Personal information
- Born: 29 May 1901 Newcastle upon Tyne, England
- Died: 8 February 1955 (aged 53) Wakefield, England

Sport
- Sport: Athletics
- Events: 100 m, 200 m
- Club: Highgate Harriers

Achievements and titles
- Personal bests: 100 m – 11.0 (1923/24) 200 m – 21.9 (1923)

Medal record
Representing United Kingdom
Olympic Games
| Silver medal – second place | 1924 Paris | 4×100 m relay |

= Wilfred Nichol =

English sprinter (1901–1955)

Wilfred Paulin Nichol (29 May 1901 – 8 February 1955) was an English sprinter who competed at the 1924 Summer Olympics.

== Career ==
At the 1924 Olympic Games, he won a silver medal in the 4 × 100 m relay, together with Harold Abrahams, Walter Rangeley and Lancelot Royle, but failed to reach the finals of the individual 100 m and 200 m events.
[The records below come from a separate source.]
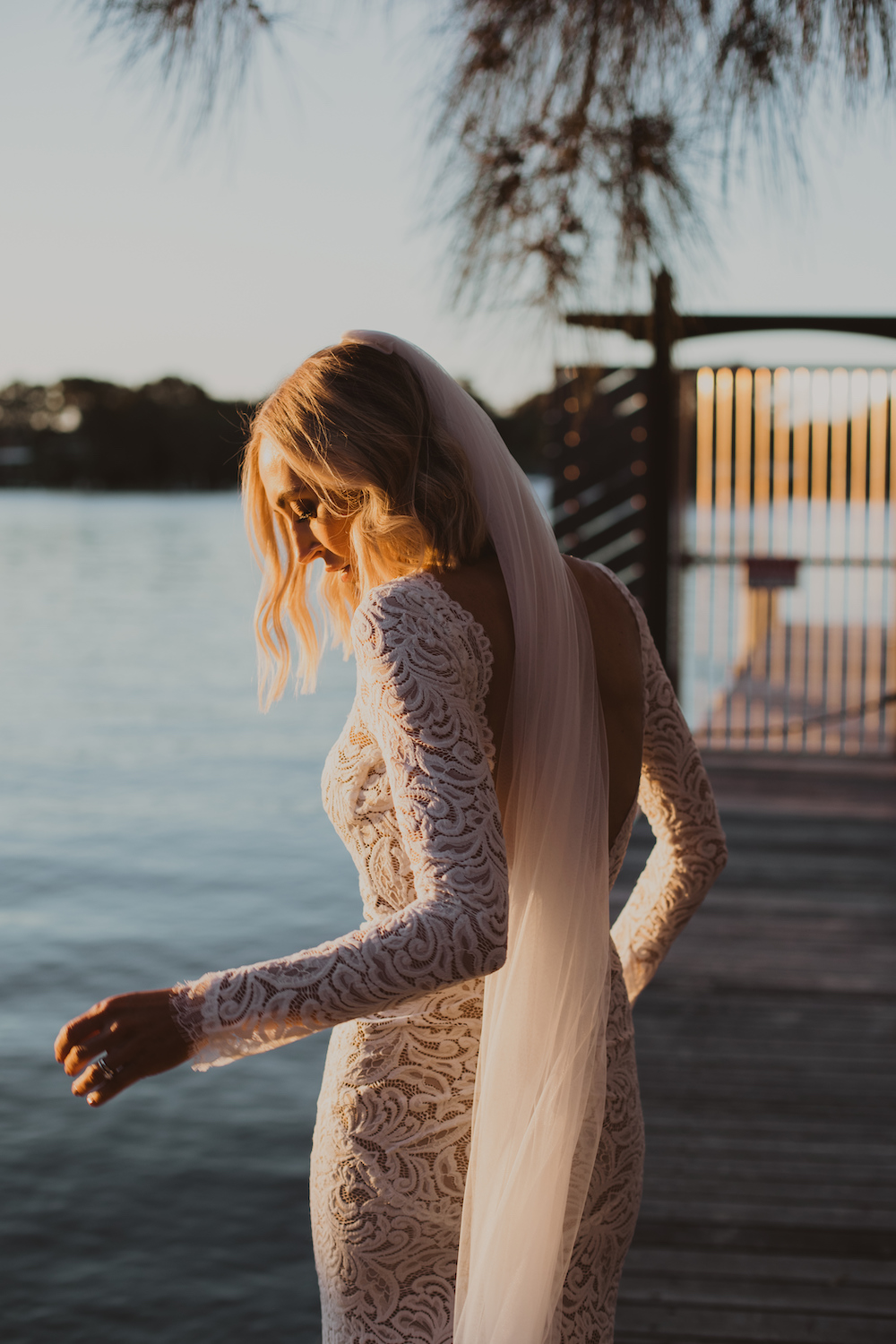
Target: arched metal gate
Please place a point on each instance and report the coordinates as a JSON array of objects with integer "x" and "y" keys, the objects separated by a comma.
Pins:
[
  {"x": 788, "y": 639},
  {"x": 780, "y": 538}
]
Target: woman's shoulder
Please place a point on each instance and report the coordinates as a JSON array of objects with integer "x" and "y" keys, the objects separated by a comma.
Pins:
[
  {"x": 416, "y": 620},
  {"x": 616, "y": 626}
]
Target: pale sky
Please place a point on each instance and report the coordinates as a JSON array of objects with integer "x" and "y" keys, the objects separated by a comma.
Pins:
[{"x": 129, "y": 255}]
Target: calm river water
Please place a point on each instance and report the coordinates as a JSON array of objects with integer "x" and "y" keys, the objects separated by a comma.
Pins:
[{"x": 153, "y": 825}]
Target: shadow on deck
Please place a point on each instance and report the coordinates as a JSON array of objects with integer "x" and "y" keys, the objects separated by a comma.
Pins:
[{"x": 766, "y": 1059}]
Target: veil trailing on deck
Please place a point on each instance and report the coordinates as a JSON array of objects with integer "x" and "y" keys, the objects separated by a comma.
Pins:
[{"x": 541, "y": 1069}]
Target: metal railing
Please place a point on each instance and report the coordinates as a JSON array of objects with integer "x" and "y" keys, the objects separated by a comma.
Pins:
[{"x": 788, "y": 632}]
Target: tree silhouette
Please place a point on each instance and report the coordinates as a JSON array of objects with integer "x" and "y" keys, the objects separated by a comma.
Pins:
[{"x": 579, "y": 120}]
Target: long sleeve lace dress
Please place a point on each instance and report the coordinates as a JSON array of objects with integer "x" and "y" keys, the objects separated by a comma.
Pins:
[{"x": 409, "y": 788}]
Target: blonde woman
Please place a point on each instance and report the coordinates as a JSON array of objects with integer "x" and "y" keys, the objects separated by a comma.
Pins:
[{"x": 478, "y": 1142}]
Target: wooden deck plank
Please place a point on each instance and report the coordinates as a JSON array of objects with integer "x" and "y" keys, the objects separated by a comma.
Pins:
[{"x": 764, "y": 1051}]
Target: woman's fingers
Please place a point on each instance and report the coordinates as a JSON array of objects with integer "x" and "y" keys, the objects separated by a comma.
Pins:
[
  {"x": 93, "y": 1046},
  {"x": 101, "y": 1083},
  {"x": 75, "y": 1031},
  {"x": 137, "y": 1037}
]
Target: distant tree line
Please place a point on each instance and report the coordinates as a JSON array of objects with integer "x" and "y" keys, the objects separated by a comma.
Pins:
[
  {"x": 167, "y": 435},
  {"x": 86, "y": 435}
]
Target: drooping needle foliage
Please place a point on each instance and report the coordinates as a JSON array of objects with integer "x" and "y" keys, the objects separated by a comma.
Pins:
[{"x": 568, "y": 121}]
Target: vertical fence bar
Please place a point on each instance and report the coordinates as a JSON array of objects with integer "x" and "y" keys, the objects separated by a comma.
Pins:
[
  {"x": 874, "y": 615},
  {"x": 797, "y": 636},
  {"x": 856, "y": 519},
  {"x": 834, "y": 548},
  {"x": 702, "y": 578},
  {"x": 888, "y": 616},
  {"x": 815, "y": 548},
  {"x": 740, "y": 543}
]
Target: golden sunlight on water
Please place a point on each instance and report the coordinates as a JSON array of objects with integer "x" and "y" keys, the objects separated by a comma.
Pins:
[{"x": 791, "y": 465}]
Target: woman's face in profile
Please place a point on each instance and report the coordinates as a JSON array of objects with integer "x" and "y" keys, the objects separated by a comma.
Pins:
[{"x": 319, "y": 534}]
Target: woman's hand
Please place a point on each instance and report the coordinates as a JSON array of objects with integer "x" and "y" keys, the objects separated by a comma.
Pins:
[{"x": 137, "y": 1037}]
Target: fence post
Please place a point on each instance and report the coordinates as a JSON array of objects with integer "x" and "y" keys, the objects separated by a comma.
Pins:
[{"x": 662, "y": 475}]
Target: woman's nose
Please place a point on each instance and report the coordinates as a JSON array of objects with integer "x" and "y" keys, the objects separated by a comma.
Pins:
[{"x": 306, "y": 545}]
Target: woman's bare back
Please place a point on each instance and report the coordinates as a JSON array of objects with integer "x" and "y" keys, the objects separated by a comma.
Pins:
[{"x": 616, "y": 653}]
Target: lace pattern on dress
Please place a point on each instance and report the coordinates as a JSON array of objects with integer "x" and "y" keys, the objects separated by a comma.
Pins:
[
  {"x": 409, "y": 789},
  {"x": 425, "y": 833}
]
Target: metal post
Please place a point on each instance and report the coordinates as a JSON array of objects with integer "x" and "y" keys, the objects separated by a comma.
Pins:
[{"x": 661, "y": 470}]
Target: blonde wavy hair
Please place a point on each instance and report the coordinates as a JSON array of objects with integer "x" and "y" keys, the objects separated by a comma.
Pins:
[{"x": 355, "y": 425}]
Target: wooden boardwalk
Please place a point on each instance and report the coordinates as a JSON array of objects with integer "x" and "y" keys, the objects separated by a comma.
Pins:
[{"x": 766, "y": 1051}]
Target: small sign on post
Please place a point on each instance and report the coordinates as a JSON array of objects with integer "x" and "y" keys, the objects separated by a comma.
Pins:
[{"x": 770, "y": 572}]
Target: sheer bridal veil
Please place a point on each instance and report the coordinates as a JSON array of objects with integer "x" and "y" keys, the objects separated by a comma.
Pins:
[{"x": 541, "y": 1069}]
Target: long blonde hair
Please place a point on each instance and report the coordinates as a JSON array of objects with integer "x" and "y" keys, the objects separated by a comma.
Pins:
[{"x": 357, "y": 426}]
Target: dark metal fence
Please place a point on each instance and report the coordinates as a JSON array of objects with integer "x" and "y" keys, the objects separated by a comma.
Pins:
[{"x": 788, "y": 631}]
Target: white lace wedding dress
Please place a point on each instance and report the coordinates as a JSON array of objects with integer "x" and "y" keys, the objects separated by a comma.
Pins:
[{"x": 409, "y": 788}]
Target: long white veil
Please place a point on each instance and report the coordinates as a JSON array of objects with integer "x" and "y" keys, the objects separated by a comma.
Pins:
[{"x": 541, "y": 1069}]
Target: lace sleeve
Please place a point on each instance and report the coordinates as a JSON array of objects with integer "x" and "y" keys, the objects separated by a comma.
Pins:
[
  {"x": 418, "y": 695},
  {"x": 677, "y": 801}
]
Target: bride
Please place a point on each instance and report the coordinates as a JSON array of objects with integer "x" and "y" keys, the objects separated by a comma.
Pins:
[{"x": 477, "y": 1158}]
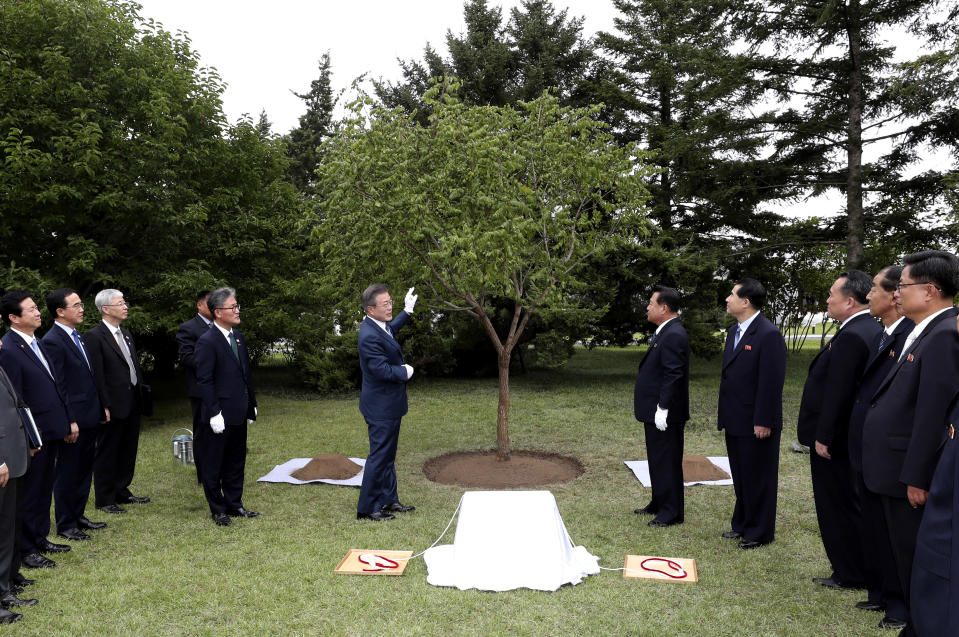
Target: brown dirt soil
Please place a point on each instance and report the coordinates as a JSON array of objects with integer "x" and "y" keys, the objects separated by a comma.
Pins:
[
  {"x": 327, "y": 466},
  {"x": 483, "y": 469}
]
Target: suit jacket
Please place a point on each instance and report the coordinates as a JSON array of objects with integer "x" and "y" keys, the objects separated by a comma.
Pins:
[
  {"x": 875, "y": 371},
  {"x": 35, "y": 386},
  {"x": 14, "y": 443},
  {"x": 830, "y": 389},
  {"x": 663, "y": 376},
  {"x": 383, "y": 394},
  {"x": 187, "y": 335},
  {"x": 225, "y": 382},
  {"x": 74, "y": 377},
  {"x": 751, "y": 386},
  {"x": 905, "y": 424},
  {"x": 111, "y": 372}
]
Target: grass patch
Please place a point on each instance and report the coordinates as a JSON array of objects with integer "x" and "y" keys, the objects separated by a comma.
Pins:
[{"x": 165, "y": 569}]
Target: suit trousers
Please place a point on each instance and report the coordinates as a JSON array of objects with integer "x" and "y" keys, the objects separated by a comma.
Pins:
[
  {"x": 754, "y": 465},
  {"x": 74, "y": 474},
  {"x": 664, "y": 452},
  {"x": 839, "y": 514},
  {"x": 902, "y": 522},
  {"x": 224, "y": 464},
  {"x": 116, "y": 458},
  {"x": 379, "y": 474},
  {"x": 9, "y": 522},
  {"x": 37, "y": 494}
]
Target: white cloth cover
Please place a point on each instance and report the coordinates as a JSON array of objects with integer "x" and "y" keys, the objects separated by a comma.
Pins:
[
  {"x": 506, "y": 540},
  {"x": 640, "y": 469},
  {"x": 281, "y": 473}
]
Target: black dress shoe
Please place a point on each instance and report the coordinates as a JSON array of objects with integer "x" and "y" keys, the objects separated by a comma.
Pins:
[
  {"x": 377, "y": 516},
  {"x": 84, "y": 523},
  {"x": 242, "y": 513},
  {"x": 112, "y": 508},
  {"x": 19, "y": 580},
  {"x": 9, "y": 600},
  {"x": 35, "y": 560},
  {"x": 133, "y": 499},
  {"x": 396, "y": 507},
  {"x": 74, "y": 534},
  {"x": 870, "y": 605},
  {"x": 222, "y": 519},
  {"x": 892, "y": 622},
  {"x": 6, "y": 617},
  {"x": 46, "y": 546}
]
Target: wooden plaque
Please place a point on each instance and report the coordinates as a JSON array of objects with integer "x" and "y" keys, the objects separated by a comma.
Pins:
[
  {"x": 664, "y": 569},
  {"x": 373, "y": 562}
]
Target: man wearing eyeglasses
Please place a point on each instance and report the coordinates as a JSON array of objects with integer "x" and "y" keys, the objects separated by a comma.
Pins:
[
  {"x": 225, "y": 381},
  {"x": 119, "y": 381},
  {"x": 904, "y": 428},
  {"x": 68, "y": 357},
  {"x": 382, "y": 400}
]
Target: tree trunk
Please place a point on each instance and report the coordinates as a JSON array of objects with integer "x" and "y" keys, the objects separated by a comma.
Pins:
[
  {"x": 502, "y": 411},
  {"x": 854, "y": 212}
]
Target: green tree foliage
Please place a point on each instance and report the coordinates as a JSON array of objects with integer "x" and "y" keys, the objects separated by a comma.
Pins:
[
  {"x": 119, "y": 168},
  {"x": 485, "y": 202}
]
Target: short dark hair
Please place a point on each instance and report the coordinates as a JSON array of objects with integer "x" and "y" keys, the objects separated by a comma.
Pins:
[
  {"x": 857, "y": 285},
  {"x": 368, "y": 298},
  {"x": 57, "y": 300},
  {"x": 668, "y": 296},
  {"x": 753, "y": 291},
  {"x": 937, "y": 267},
  {"x": 890, "y": 277},
  {"x": 11, "y": 303}
]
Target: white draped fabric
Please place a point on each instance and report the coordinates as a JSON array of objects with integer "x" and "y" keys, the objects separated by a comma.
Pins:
[{"x": 506, "y": 540}]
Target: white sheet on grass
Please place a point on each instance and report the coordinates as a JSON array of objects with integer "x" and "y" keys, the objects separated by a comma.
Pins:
[
  {"x": 506, "y": 540},
  {"x": 281, "y": 473},
  {"x": 640, "y": 469}
]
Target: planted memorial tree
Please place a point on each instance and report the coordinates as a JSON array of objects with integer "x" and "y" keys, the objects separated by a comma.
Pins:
[{"x": 481, "y": 202}]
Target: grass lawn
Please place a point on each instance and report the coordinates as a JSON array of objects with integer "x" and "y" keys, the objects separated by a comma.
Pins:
[{"x": 166, "y": 569}]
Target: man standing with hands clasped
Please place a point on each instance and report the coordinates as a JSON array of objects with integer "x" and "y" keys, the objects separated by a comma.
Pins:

Nichol placed second and third respectively at the Amateur Athletic Association of England (AAA) championships in the 100 yards and 220 yards events, at the 1923 AAA Championships. In the 100 yards final he was second to Eric Liddell, who set a new British record at 9.7 seconds. The following year at the 1924 AAA Championships, he once again finished second in the 100 yarsds, but this time to Harold Abrahams.

In 1926 Nichol became the first Honorary Secretary on the formation of Nottinghamshire AAA.